Adlington’s natural habitats and wildlife
The area around Adlington contains a rich and varied landscape: small irregular fields with tall hedgerows, in-field trees, scattered ponds, meadows, streams and woodlands. According to the Cheshire Wildlife Trust (CWT), Adlington has close to triple the woodland coverage of the Cheshire average and a particularly high number of woodland patches between fields and along brooks 1.
This landscape supports a wide variety of wildlife. Ancient and semi-natural woodlands provide habitat for woodland birds, mammals, insects, fungi and native woodland flora. Farmland and hedgerows offer nesting and feeding sites for farmland birds like lapwing, and corridors for pollinators and small mammals. Ponds, streams and riparian (area between land and a river or stream) strips support amphibians, aquatic insects and other species dependent on wet or damp habitats. Local reporting has identified species such as the rare lesser spotted woodpecker, woodland flowers, farmland birds and amphibians all using these habitats 1 2.

Importantly, these habitats connect across the landscape. Hedgerows, woodlands and waterways form a network that links the foothills of the Peak District National Park with the lower-lying Cheshire Plain. This connectivity allows wildlife to move, feed and reproduce across a broad area rather than being confined to isolated patches 3.

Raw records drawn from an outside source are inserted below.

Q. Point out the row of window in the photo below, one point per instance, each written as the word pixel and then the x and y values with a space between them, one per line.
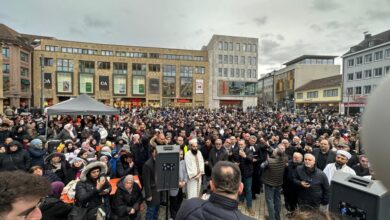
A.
pixel 250 73
pixel 367 74
pixel 230 46
pixel 368 58
pixel 230 59
pixel 66 65
pixel 64 84
pixel 358 90
pixel 314 94
pixel 123 53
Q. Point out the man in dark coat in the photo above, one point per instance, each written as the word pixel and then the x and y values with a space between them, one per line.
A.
pixel 150 186
pixel 225 186
pixel 93 190
pixel 312 183
pixel 127 199
pixel 15 158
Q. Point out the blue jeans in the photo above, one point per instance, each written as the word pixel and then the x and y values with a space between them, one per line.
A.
pixel 247 194
pixel 272 198
pixel 152 212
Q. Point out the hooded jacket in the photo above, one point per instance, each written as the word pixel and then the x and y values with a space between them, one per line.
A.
pixel 17 160
pixel 87 195
pixel 123 201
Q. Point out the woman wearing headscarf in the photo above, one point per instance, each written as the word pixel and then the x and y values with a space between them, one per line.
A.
pixel 52 207
pixel 127 199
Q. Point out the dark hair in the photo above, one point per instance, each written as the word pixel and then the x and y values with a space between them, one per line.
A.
pixel 226 177
pixel 15 185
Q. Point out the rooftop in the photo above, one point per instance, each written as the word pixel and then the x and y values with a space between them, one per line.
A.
pixel 331 81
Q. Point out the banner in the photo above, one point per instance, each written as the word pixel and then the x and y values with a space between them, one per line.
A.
pixel 47 81
pixel 199 86
pixel 104 83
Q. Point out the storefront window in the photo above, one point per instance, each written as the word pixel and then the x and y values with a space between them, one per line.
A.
pixel 120 85
pixel 64 82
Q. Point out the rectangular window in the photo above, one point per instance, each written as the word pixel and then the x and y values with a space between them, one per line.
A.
pixel 120 84
pixel 231 46
pixel 330 93
pixel 185 87
pixel 378 55
pixel 5 68
pixel 313 94
pixel 350 62
pixel 25 85
pixel 378 72
pixel 154 67
pixel 169 86
pixel 64 65
pixel 367 90
pixel 23 72
pixel 367 74
pixel 231 72
pixel 86 66
pixel 350 76
pixel 120 68
pixel 238 46
pixel 368 58
pixel 138 85
pixel 387 53
pixel 349 91
pixel 242 61
pixel 200 70
pixel 5 52
pixel 64 82
pixel 104 65
pixel 359 60
pixel 225 59
pixel 358 90
pixel 359 75
pixel 138 69
pixel 86 83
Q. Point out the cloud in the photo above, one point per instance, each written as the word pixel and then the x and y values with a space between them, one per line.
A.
pixel 96 22
pixel 325 5
pixel 260 21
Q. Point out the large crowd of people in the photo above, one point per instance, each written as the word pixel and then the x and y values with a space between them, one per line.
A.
pixel 274 152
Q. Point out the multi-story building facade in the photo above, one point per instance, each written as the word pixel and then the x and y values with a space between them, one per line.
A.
pixel 233 71
pixel 365 65
pixel 266 90
pixel 299 72
pixel 16 68
pixel 121 75
pixel 322 93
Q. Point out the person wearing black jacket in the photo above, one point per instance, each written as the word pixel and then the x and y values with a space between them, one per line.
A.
pixel 243 156
pixel 225 186
pixel 312 184
pixel 127 200
pixel 93 190
pixel 15 158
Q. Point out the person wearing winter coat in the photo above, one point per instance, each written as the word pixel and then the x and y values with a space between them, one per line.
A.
pixel 37 153
pixel 52 207
pixel 127 199
pixel 15 158
pixel 93 190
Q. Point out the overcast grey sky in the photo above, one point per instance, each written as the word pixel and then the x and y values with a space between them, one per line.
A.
pixel 286 28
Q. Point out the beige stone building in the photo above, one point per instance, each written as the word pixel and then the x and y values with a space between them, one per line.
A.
pixel 120 75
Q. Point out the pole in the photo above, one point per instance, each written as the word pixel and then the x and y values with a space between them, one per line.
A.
pixel 42 85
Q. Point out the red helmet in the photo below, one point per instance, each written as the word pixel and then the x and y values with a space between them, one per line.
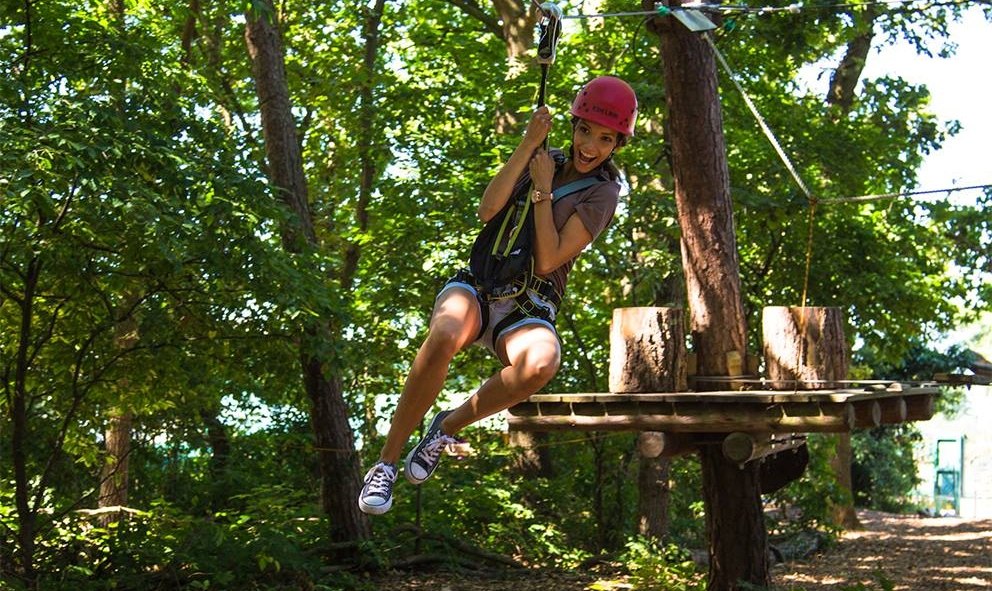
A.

What would be lost under the new-town proposal
The proposed Adlington New Town would place around 14,000–20,000 new homes on roughly 1,000 hectares of mostly greenfield land. This would almost certainly destroy or fragment large parts of the existing habitat network 4 5.
Woodlands, hedgerows, in-field trees, ponds, streams and meadow areas would be replaced by housing and infrastructure. Such a change would break habitat connections, removing corridors wildlife relies on for migration, foraging and breeding. Species dependent on woodland, farmland, hedgerow, wetland or riparian habitats would lose vital homes.
The Myth of “Biodiversity Net Gain”
Developers promise “biodiversity net gain”, claiming that for every mature tree felled, new saplings will be planted nearby. Experts say this is a dangerous misconception that disguises permanent environmental damage behind a façade of green language 6. Under current planning rules, councils must consider biodiversity and sustainability when approving major developments 7. Developers exploit this by presenting plans full of tree-planting schemes and landscaped green spaces, arguing that any lost woodland will be “replaced.” On paper, that sounds reassuring. In reality, it’s little more than a box-ticking exercise. “We’re not really losing trees; we’re replacing them with new ones” developers say. The truth is: you can plant trees, but you can’t plant time. “Habitat creation” is a term used by the developer’s marketing team to appear environmentally friendly and ecologically sympathetic, to meet the council’s requirements in their application. Mature woodland is a living system, not just a collection of trees. It provides flood protection, soil stability, water purificaƟon, shade, biodiversity, and carbon storage, functions that saplings can’t replicate for decades, if ever 8.
Why Adlington deserves protection
Adlington is not just farmland awaiting development. It is a living ecosystem, with a complex and interwoven web of habitats that sustain diverse wildlife and allow natural processes — pollination, water regulation, species dispersal — to function across the landscape.
Destroying or fragmenting this network would not only eradicate many species locally but also diminish long-term ecological resilience and the natural heritage of the area. For these reasons the New Town proposal should be viewed as incompatible with the ecological value of Adlington.